Un procès qui pourrait bouleverser la droite française
Le 7 juillet prochain, la cour d’appel de Paris rendra son verdict dans l’affaire des assistants parlementaires du Rassemblement national (RN). Un jugement attendu avec anxiété par Marine Le Pen et son parti, alors que l’élection présidentielle de 2027 approche à grands pas.
Une décision aux enjeux politiques majeurs
« Plus tôt, mieux je me porte », a confié Marine Le Pen à quelques journalistes à l’issue de l’audience du 11 février. Une déclaration qui en dit long sur la pression qui pèse sur la présidente du RN, dont la candidature en 2027 pourrait être compromise.
L’un de ses avocats, Rodolphe Bosselut, a rappelé à la cour l’importance de cette période électorale : « Vous êtes à l’orée d’une élection primordiale pour le pays. » Une mise en garde qui souligne l’impact potentiel de ce procès sur la stabilité politique française.
Le risque d’inéligibilité plane sur Marine Le Pen
Le parquet a requis quatre ans de prison, dont un an ferme, et cinq ans d’inéligibilité. Un verdict qui, s’il est confirmé, empêcherait Marine Le Pen de se présenter en 2027. La présidente du RN a d’ores et déjà annoncé qu’elle prendrait sa décision immédiatement après le jugement, sans attendre un éventuel recours devant la Cour de cassation.
En cas d’empêchement, Jordan Bardella, actuel président du RN, serait le candidat naturel du parti. Une perspective qui relance les spéculations sur la stratégie des droites pour 2027.
Un système frauduleux au cœur du procès
Marine Le Pen et dix autres cadres du RN sont accusés d’avoir détourné 1,4 million d’euros de fonds européens entre 2004 et 2016. Les assistants parlementaires, payés par l’Union européenne, auraient en réalité travaillé exclusivement pour le parti.
Les avocats généraux ont souligné le rôle central de Marine Le Pen dans ce système : « Elle a signé les contrats. Elle ne peut pas nous dire qu’elle ignorait. Elle était avocate et juriste de formation », a déclaré Thierry Ramonatxo.

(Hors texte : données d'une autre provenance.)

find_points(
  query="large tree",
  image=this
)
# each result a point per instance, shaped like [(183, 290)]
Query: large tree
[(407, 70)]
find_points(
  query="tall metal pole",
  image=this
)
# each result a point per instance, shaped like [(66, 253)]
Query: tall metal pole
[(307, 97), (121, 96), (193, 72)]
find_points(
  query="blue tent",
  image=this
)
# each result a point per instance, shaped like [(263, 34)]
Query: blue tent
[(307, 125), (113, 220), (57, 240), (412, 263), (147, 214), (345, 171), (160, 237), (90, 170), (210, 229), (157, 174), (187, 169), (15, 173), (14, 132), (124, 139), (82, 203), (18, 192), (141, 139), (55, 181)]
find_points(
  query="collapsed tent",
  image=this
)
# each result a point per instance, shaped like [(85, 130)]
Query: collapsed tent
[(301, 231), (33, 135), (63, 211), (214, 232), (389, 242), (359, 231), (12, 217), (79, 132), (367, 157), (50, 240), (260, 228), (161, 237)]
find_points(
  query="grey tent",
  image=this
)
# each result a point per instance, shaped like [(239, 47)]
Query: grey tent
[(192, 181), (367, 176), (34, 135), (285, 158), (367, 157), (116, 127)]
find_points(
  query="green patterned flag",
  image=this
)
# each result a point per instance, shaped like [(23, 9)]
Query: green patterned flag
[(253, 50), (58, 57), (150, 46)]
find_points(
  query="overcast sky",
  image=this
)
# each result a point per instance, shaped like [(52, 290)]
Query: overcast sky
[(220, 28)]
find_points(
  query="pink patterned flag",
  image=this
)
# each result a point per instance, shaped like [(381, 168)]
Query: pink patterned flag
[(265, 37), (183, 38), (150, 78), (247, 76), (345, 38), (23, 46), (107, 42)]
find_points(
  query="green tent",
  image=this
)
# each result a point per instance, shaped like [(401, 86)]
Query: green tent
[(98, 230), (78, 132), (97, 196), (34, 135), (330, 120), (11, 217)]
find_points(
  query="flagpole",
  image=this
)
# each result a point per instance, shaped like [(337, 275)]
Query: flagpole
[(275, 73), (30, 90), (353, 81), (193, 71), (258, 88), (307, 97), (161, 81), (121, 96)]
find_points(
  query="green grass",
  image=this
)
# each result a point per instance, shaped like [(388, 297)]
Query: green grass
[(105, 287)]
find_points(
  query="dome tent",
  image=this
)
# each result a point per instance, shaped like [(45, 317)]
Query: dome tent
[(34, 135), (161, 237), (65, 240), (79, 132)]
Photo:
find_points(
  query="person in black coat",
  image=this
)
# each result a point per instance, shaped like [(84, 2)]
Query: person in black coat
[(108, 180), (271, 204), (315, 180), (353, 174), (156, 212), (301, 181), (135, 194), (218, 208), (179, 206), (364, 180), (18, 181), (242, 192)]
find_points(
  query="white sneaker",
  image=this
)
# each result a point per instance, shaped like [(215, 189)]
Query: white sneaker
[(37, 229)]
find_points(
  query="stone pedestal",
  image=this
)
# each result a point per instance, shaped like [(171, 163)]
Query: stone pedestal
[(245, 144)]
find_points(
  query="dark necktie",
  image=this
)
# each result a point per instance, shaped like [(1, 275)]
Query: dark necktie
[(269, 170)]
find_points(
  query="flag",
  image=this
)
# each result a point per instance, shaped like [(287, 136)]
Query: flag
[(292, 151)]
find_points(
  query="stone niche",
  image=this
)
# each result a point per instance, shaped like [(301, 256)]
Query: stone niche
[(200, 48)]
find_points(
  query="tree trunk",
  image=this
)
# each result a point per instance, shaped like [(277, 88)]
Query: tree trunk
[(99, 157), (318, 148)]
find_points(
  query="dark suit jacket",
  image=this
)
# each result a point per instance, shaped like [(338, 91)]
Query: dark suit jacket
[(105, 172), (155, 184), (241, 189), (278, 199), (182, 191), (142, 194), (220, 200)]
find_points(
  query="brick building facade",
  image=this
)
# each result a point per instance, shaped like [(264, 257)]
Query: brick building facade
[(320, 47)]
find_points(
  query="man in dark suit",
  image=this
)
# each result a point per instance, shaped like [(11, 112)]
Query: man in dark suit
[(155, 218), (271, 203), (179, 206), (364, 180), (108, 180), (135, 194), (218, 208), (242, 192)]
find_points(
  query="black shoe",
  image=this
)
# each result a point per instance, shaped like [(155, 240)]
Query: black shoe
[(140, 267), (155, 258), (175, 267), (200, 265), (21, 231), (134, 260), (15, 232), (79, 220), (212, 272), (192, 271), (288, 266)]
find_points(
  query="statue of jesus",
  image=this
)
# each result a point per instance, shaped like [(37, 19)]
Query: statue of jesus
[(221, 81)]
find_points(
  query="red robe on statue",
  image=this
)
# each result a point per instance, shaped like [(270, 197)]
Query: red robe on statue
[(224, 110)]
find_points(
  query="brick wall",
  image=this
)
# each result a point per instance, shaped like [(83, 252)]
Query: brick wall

Stéphane Madoz-Blanchet a quant à lui insisté sur la responsabilité de la présidente du RN : « Marine Le Pen a été l’instigatrice, à la suite de son père, d’un système qui a permis pour le compte du parti de détourner ces fonds. »
Un verdict qui pourrait influencer l’élection de 2027
Si Marine Le Pen est condamnée à plus de deux ans d’inéligibilité, elle ne pourra pas se présenter en 2027. Une situation qui pourrait redessiner le paysage politique français, alors que le gouvernement Lecornu II tente de stabiliser le pays face à des crises multiples.
La gauche, déjà en pleine préparation de sa campagne, observe avec intérêt ce procès, qui pourrait affaiblir durablement le RN. Une victoire judiciaire contre Marine Le Pen serait perçue comme un coup dur pour l’extrême droite, alors que l’Union européenne et les partenaires internationaux de la France surveillent de près l’évolution de la situation.
Un procès qui dépasse les frontières
Au-delà des enjeux nationaux, ce procès rappelle les défis posés par les partis politiques européens face à la transparence financière. L’Union européenne, souvent critiquée par le RN, pourrait voir dans ce verdict une occasion de renforcer ses mécanismes de contrôle.
Alors que la France s’apprête à jouer un rôle clé dans les débats européens, ce procès illustre les tensions entre souverainisme et coopération internationale, un enjeu majeur pour les années à venir.